Arginine Regulates ZGA Through Promoting Polyamine Synthesis Under Nutrition Restriction
Arginine can play a role in cells by producing a variety of metabolites through various metabolic pathways. Therefore, we explored the metabolic pathways and metabolites of arginine during zygotic genome activation under nutrition restriction. At 48 h after IVC, we detected the NO content (Figure 5A) of 4-cell embryos in the Control, Block, Block +Arg groups. The NO content of 4-cell embryos in the Block + Arg group was slightly increased compared with that in the Block group, but the difference among the three groups was not significant (P > 0.05) (Figure 5B). Next, we detected the NOS gene expression of 4-cell embryos in the three groups and found that the NOS gene expression in the Block and the Block + Arg groups was significantly decreased (P < 0.05) compared with that in Control group, but the difference between the Block and Block + Arg groups was not significant (P > 0.05) (Figure 5C).

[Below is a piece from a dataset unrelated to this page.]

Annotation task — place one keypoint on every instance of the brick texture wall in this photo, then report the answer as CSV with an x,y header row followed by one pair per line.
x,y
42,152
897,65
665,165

Figure 5. Analysis of the arginine metabolic pathway during ZGA under nutrition restriction. (A) Representative images of DAF-FM fluorescence in the Control, Block and Block + Arg groups. Nitric oxide production viewed by using DAF-FM staining of 4-cell embryos. Bar = 50 μm. (B) Results of the statistical analysis of embryonic NO intensity in the Control, Block and Block + Arg groups. Control: n = 30; Block: n = 30; Block + Arg: n = 30. (C) Expression of the NOS gene measured by qRT-PCR. NOS: nitric oxide synthase. (D) Results of the statistical analysis of spermine content in the culture medium at 48 h after IVC in the Control, Block, Block + Arg and Block + Arg + DFMO groups. Control: n = 4; Block: n = 4; Block+Arg: n = 4; Block + Arg + DFMO: n = 4. (E) Expression of the ODC1 gene measured by qRT-PCR. ODC1: ornithine decarboxylase 1. n =3; different letters (a, b) indicate significant differences (P = 0.05).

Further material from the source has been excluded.